O ministro do STF (Supremo Tribunal Federal) Alexandre de Moraes manteve a prisão domiciliar de Jair Bolsonaro, mas impôs novas e severas restrições ao ex-presidente nesta sexta-feira (17). A decisão veio após a defesa de Bolsonaro alegar que ele desconhecia que o senador Flávio Bolsonaro (PL) divulgaria publicamente uma carta nas redes sociais, argumento que foi integralmente rejeitado pelo magistrado. A analista de Política da CNN Jussara Soares comenta o tema ao CNN Prime Time.
Segundo Jussara, Moraes rejeitou totalmente a hipótese de Jair Bolsonaro não saber o que seria feito com a carta entregue ao filho. Na carta, Jair designava Flávio como seu porta-voz.
O magistrado destacou que já havia uma restrição expressa impedindo o ex-presidente de se manifestar nas redes sociais, seja pessoalmente ou por meio de terceiros. O fato de Flávio ter lido a carta publicamente após uma visita ao pai foi considerado um ponto decisivo na decisão.
Novas restrições impostas
Com a nova decisão, Jair Bolsonaro ficará com todas as visitas restritas por 30 dias, com exceção de advogados, médicos e fisioterapeutas. Visitas de cunho político-eleitoral estão totalmente proibidas até o fim das eleições, explica a analista.
A restrição de 90 dias para as visitas de Flávio Bolsonaro, imposta anteriormente, foi mantida. Vale lembrar que Flávio utilizava o período reservado à defesa para visitar o pai e tratar de questões políticas — prática que agora está vedada.

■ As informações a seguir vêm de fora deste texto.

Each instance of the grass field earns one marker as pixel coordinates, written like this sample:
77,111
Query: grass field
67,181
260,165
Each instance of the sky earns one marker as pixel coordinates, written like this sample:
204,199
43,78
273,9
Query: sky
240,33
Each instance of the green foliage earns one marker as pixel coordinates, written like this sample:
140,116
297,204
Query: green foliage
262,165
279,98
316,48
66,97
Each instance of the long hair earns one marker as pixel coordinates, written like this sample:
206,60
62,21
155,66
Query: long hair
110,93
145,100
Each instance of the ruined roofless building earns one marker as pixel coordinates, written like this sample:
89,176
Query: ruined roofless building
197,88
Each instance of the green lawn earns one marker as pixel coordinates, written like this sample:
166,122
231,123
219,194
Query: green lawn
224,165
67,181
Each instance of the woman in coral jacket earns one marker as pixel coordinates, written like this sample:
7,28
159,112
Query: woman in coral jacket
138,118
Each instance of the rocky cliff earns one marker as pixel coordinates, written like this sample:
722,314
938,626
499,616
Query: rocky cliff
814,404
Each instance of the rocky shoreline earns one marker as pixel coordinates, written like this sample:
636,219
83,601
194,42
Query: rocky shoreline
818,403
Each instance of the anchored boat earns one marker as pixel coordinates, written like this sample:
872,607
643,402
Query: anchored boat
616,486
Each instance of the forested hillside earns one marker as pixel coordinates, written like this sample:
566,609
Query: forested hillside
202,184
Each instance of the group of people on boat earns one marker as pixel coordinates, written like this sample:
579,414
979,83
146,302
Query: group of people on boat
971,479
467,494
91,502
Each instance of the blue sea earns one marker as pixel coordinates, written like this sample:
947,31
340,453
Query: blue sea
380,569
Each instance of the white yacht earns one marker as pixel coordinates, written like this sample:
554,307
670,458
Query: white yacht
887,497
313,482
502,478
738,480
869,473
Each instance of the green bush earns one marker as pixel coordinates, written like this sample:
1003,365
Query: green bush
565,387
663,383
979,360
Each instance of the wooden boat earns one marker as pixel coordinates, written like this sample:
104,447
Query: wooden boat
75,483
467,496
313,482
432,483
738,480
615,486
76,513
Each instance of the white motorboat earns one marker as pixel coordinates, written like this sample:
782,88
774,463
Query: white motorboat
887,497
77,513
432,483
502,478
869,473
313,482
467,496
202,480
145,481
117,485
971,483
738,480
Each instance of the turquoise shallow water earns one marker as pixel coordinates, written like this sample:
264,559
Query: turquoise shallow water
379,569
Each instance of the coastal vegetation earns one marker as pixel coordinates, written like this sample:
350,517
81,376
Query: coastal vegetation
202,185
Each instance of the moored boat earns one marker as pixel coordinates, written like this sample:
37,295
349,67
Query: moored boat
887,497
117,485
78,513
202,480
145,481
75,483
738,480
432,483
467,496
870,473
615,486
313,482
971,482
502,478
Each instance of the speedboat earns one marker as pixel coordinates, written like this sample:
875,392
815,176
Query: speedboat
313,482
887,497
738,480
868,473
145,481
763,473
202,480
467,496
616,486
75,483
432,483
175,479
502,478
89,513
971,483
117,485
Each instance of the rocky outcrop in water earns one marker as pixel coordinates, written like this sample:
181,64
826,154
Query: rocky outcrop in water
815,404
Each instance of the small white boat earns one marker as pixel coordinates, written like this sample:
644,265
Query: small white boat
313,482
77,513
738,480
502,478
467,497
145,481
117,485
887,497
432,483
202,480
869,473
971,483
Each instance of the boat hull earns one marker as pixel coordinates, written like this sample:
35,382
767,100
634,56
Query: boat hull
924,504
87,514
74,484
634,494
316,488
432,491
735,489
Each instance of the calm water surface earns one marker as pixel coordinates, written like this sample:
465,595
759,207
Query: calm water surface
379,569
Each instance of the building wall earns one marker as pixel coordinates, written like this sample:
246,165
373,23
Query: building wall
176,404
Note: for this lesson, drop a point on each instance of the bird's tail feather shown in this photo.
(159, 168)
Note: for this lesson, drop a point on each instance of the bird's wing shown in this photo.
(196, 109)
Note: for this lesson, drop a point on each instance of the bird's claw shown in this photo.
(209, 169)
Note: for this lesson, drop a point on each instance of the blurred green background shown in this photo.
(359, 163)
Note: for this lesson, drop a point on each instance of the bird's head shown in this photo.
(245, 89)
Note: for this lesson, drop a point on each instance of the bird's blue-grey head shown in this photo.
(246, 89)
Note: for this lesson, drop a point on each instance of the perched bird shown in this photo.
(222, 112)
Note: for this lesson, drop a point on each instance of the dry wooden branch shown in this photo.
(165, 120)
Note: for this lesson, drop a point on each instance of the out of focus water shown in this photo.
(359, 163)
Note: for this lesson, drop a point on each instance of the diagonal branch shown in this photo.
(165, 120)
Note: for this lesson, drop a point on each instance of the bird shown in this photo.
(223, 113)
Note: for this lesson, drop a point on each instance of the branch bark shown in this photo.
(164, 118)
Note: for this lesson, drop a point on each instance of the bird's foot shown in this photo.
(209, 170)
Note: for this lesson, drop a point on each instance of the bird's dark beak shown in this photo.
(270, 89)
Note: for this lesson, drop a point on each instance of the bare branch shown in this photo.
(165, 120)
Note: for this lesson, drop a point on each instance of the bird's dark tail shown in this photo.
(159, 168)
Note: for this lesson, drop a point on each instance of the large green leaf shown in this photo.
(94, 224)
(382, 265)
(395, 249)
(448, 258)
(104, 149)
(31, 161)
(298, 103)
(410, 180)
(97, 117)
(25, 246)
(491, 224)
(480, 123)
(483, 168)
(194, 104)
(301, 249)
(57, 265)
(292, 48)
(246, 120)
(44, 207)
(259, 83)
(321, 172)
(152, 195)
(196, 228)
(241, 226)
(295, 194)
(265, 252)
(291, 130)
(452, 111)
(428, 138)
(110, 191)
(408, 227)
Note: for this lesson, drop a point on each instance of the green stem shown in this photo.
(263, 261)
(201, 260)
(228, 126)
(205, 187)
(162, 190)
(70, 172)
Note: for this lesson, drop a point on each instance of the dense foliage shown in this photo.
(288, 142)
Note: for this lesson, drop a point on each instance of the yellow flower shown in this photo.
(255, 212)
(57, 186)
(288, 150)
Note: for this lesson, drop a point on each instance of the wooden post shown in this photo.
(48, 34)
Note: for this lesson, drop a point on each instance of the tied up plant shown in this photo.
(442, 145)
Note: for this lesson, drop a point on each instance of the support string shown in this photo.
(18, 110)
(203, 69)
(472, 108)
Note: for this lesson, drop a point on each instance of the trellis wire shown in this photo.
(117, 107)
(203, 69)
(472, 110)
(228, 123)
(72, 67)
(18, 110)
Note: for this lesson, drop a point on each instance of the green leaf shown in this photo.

A decisão foi descrita como extremamente dura, com o magistrado classificando de “patética” a alegação de que as restrições temporárias de visitas acarretariam a incomunicabilidade de Jair Bolsonaro.
Impacto eleitoral e na campanha de Flávio Bolsonaro
A decisão ocorre a menos de uma semana da Convenção Nacional do PL, prevista para o dia 25 de julho, que deve oficializar a candidatura de Flávio Bolsonaro à presidência da República.
Segundo Jussara Soares, o momento é crítico para a campanha, que ainda precisa fechar palanques, definir apoios e escolher o vice. Com o isolamento ampliado de Jair Bolsonaro, o contato direto dele se limita agora a advogados, filhos nos dias de visita permitidos e à ex-primeira-dama Michele Bolsonaro, que reside com ele.
A analista apontou ainda que a decisão deve acirrar os ânimos dentro da campanha de Flávio. Uma ala que defendia um tom mais moderado e aproximação com o Judiciário pode perder espaço para o grupo que prega uma postura mais radical em relação ao Supremo Tribunal Federal.
A equipe jurídica de Flávio deve contestar a proibição de qualquer manifestação de Jair por qualquer meio, fazendo comparações com restrições impostas a outros réus em situações anteriores, como argumento de que não haveria equilíbrio nas decisões de Moraes.